Thursday, May 12, 2005
Crystal City, VA

 

Summary

Randy Johnson, the Chair of the Citizens’ Working Group (CWG), called the meeting to order as scheduled; all CWG Members were present. Highlights of the discussion for the day are presented below.

Building the Foundation: Private Health Insurance: Employer-Based Insurance and the Individual Market

Speakers:
Paul Fronstin, Employee Benefit Research Institute, “Employment Based Health-Benefits Among Mid-Sized and Large Employers”
Deborah Chollet, Mathematica Policy Research, “Small Group and Individual Coverage”

Presentations:
See Paul Fronstin’s Powerpoint Slides and CWG-provided Comments.
See Deborah Chollet’s Powerpoint Slides and CWG-provided Comments.
For a verbatim record of each speaker’s statements, see official Transcript.

Discussion:

Randy Johnson: In my experience, most employers who self-insure do so in order to be able to design a single plan for all their employees, regardless of where in the country they work. Would any particular standard rules/laws encourage employers to expand coverage? Chollet indicated that standardization would not change employer behavior regarding decisions to self-insure or not. Fronstin responded that he believes we are moving to some standardization regarding administrative costs but that there won’t be significant changes. In response to a follow-up question from Patricia Maryland, Chollet indicated that the problem of uninsured workers is primarily one affecting low-wage workers, regardless of the size of the firms for which they work.

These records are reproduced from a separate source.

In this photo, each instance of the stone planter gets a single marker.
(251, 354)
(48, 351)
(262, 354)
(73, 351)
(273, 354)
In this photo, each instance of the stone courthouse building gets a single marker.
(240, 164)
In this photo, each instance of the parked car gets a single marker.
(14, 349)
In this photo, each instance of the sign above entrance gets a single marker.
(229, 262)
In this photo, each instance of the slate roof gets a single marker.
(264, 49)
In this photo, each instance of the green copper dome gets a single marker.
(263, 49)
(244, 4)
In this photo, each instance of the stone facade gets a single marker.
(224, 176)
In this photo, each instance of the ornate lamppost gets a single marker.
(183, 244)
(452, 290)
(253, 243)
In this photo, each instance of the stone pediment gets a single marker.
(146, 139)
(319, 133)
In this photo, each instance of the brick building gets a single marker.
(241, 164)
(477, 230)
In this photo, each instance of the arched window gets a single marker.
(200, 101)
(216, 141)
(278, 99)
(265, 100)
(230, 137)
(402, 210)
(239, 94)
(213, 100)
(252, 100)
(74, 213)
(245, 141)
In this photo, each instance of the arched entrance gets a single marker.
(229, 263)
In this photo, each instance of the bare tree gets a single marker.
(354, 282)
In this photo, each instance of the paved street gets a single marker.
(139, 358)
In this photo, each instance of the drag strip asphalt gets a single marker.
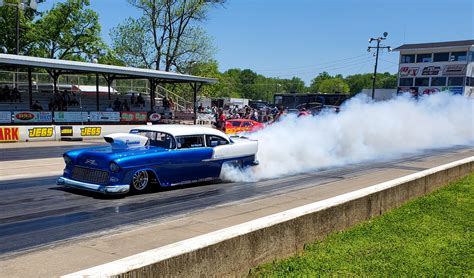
(14, 154)
(36, 213)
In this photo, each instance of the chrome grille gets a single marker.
(90, 175)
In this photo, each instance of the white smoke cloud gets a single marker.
(362, 131)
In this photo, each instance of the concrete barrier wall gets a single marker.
(234, 250)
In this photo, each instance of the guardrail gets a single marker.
(234, 250)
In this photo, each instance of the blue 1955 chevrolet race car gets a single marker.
(164, 155)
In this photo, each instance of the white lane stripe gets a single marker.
(162, 253)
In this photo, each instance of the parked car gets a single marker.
(158, 155)
(235, 126)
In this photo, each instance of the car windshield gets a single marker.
(157, 139)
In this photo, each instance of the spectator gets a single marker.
(220, 124)
(109, 107)
(15, 95)
(73, 101)
(36, 106)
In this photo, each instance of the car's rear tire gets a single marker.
(140, 181)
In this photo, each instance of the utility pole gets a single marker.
(378, 47)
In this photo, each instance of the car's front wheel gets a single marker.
(140, 181)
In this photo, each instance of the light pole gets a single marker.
(378, 47)
(19, 5)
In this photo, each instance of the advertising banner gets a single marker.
(133, 117)
(71, 117)
(104, 116)
(454, 90)
(32, 117)
(9, 134)
(5, 117)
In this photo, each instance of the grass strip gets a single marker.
(429, 236)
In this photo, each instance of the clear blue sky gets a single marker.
(282, 38)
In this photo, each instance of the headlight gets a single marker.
(114, 167)
(67, 159)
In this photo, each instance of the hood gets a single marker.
(126, 140)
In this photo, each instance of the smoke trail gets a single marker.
(362, 131)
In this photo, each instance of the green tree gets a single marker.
(167, 36)
(316, 82)
(334, 85)
(69, 30)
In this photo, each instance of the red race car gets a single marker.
(235, 126)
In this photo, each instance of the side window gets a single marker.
(214, 141)
(187, 142)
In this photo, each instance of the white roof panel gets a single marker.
(37, 62)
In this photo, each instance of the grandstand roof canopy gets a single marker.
(75, 66)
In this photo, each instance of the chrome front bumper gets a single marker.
(105, 189)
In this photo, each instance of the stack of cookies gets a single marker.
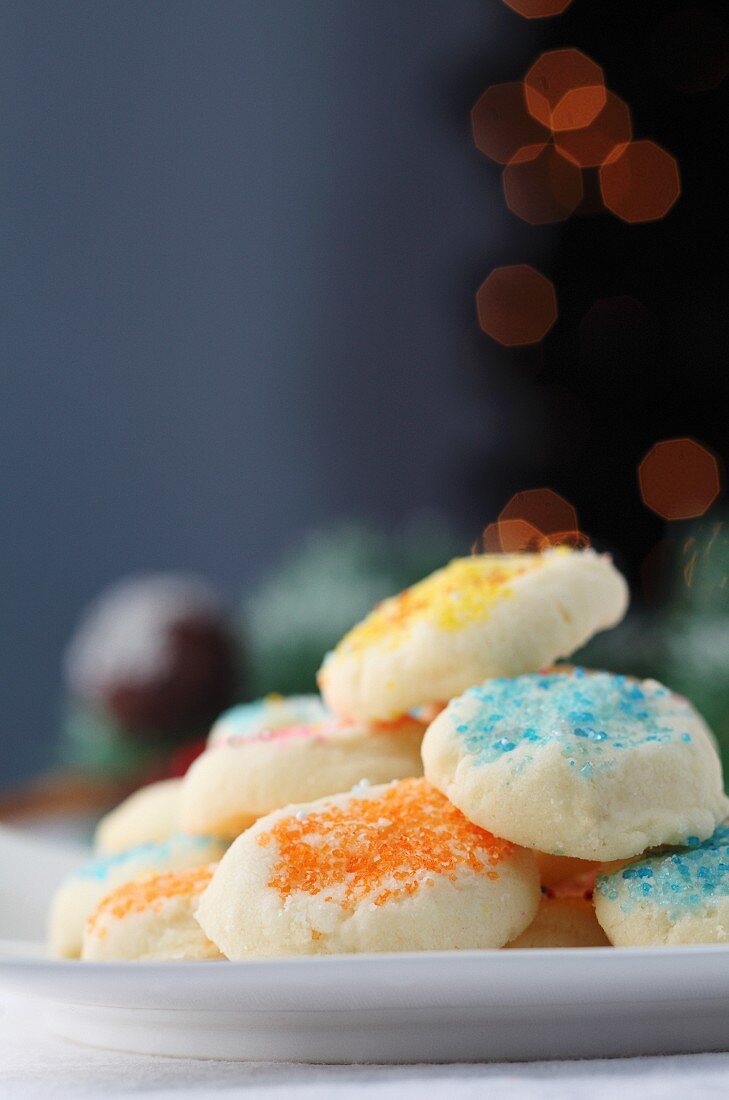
(452, 789)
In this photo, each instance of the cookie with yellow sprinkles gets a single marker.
(378, 869)
(489, 615)
(152, 919)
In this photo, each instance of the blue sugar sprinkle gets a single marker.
(678, 880)
(593, 718)
(98, 869)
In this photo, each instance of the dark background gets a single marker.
(240, 249)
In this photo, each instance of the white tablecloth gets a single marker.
(36, 1065)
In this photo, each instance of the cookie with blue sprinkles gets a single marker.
(578, 763)
(676, 895)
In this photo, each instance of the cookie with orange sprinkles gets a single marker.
(489, 615)
(151, 919)
(378, 869)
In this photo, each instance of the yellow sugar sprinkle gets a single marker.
(461, 593)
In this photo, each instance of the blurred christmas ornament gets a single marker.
(152, 663)
(323, 585)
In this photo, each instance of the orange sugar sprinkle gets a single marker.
(150, 892)
(379, 847)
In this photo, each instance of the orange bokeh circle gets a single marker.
(538, 9)
(565, 89)
(516, 305)
(543, 508)
(541, 185)
(509, 536)
(678, 479)
(501, 123)
(592, 145)
(640, 182)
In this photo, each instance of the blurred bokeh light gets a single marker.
(692, 50)
(509, 536)
(501, 123)
(541, 185)
(565, 89)
(640, 182)
(543, 509)
(516, 305)
(678, 479)
(593, 144)
(538, 9)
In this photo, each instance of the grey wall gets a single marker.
(240, 242)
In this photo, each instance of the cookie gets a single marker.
(151, 919)
(232, 784)
(272, 712)
(80, 892)
(382, 869)
(593, 766)
(488, 615)
(147, 816)
(680, 895)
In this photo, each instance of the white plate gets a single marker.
(438, 1007)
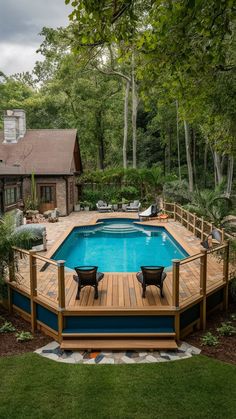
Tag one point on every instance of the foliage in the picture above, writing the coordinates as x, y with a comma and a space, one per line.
226, 329
233, 289
7, 327
9, 237
24, 336
209, 340
176, 191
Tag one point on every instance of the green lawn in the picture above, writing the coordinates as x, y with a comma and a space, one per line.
34, 387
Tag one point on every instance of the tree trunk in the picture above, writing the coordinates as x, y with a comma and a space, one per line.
188, 156
126, 112
169, 152
205, 164
177, 138
194, 155
218, 167
134, 114
230, 173
101, 150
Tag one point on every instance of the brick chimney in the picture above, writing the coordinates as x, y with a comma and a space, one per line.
14, 126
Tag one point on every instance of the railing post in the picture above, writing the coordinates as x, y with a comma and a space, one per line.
187, 220
33, 288
194, 224
175, 282
61, 296
203, 287
202, 229
222, 235
226, 275
174, 211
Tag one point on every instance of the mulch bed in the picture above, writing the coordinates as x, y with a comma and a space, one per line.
8, 342
226, 349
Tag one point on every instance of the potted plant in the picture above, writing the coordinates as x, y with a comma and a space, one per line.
86, 205
77, 206
114, 205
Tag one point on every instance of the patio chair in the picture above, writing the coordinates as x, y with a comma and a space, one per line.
213, 238
151, 275
103, 207
134, 206
87, 276
150, 212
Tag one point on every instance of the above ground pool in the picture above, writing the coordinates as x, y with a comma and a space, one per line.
119, 245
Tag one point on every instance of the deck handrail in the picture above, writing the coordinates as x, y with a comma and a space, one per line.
204, 227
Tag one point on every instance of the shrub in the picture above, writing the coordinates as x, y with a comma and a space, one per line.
226, 329
24, 336
209, 340
7, 327
129, 193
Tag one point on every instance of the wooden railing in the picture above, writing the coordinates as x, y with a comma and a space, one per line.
197, 225
31, 273
202, 257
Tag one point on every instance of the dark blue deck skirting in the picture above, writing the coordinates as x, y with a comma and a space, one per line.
47, 317
214, 299
19, 300
119, 324
189, 316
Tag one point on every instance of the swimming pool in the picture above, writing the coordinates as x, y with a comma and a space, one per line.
119, 245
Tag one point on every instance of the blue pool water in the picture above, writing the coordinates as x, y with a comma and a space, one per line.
119, 246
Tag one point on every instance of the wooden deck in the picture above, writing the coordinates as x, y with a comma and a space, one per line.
122, 291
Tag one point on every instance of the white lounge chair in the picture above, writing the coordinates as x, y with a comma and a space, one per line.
134, 206
103, 207
150, 212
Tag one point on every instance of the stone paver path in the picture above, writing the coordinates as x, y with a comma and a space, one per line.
53, 351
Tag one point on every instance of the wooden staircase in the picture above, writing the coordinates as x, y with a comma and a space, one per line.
118, 341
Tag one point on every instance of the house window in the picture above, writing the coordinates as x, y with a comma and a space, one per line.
46, 194
10, 196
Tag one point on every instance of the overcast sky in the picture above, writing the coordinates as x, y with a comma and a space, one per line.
20, 24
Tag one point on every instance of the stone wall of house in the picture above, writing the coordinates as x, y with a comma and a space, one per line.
64, 191
26, 188
61, 195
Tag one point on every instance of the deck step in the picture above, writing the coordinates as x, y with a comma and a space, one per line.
127, 343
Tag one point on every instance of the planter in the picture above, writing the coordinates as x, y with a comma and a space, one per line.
77, 207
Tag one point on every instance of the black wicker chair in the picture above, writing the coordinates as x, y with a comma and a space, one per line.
87, 276
214, 235
151, 275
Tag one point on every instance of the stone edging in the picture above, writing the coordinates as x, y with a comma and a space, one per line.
52, 351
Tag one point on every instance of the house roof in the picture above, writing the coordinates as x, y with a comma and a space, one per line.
42, 151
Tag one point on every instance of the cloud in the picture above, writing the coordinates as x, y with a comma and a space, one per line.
16, 58
20, 24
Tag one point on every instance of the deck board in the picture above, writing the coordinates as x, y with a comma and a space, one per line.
122, 290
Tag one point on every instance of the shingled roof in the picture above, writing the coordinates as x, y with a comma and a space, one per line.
42, 151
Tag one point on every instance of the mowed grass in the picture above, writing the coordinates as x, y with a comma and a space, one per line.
34, 387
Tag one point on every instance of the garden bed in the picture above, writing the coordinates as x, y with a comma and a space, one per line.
226, 348
9, 344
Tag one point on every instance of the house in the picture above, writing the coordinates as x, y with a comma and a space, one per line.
53, 156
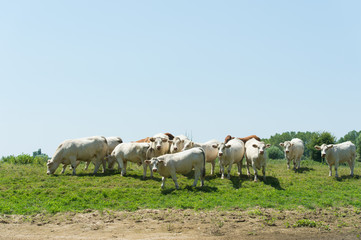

Michael O’Grady: What are other solutions for increasing coverage for employees of small firms, where most growth in employment is taking place? Can we do more with administrative fixes? Chollet reiterated that the problem is how to get coverage for low-wage employees; those who need coverage but have the least income. Subsidies are needed; higher deductibles or scaled down products won’t work. The solutions are difficult and there may be no easy fixes.

Richard Frank: Are we spending effectively and at sufficient levels for administrative expenses? Fronstin indicated that the payment mechanisms are becoming more complex and this may drive up administrative costs. Chollet commented that since we don’t know the cost of care going in for services and may not know the quality of services that are delivered, it is difficult to address the problem of the appropriateness of administrative costs.

Hearing: Public Sector Initiatives to Expand Coverage

Speaker:
Linda Bilheimer, Robert Wood Johnson Foundation, “State Strategies to Expand or Maintain Health Care Coverage”

Presentation:
See Linda Bilheimer’s Powerpoint Slides and CWG-provided Comments. For a verbatim record of the speaker’s statements, see Transcript.

Speaker:
Matt Salo, National Governors’ Association

Presentation:
(No accompanying slides). For a verbatim record of the speaker’s statements, see Transcript.

The NGA has been developing a Medicaid reform proposal. The Governors are facing major health cost increases in their budgets. Medicaid covers 53 million people and will spend $330 billion in 2005. Medicaid is a significant source of state expenditures; adding in the Federal funds, it is the largest budget item in state budgets, driving out spending on other items. For example, while state spending on health care has been increasing, funding for education has been declining. Clearly, sacrificing the education of the future workforce of America is not desirable. So, addressing the challenge of Medicaid is a major issue for Governors.

During the past five years, Medicaid caseload grew 40%. This was partly the result of the counter-cyclical nature of the program. However, as the economy has been coming back, there has not been a reduction in the demand for Medicaid. This is because people are getting low-wage service jobs; or jobs in other inndustries that are less able to provide health care coverage. Most new Medicaid beneficiaries are women and children who are less expensive users of health care; however, with 15 million new beneficiaries, they are still expensive. States believe that reform is needed. The NGA is looking at possible changes in a broad way: the problem is not merely waste, fraud, and abuse, or inefficiency or lack of success. There are three major sources of the heath care funding problem:

• Health care is innately expensive, vastly exceeding wage increases. The United States spends more per capita and has lower health outcomes than other industrialized nations. Health care IT has not kept up with other industries; there is a need for E-prescribing. We need to look at patient safety, quality.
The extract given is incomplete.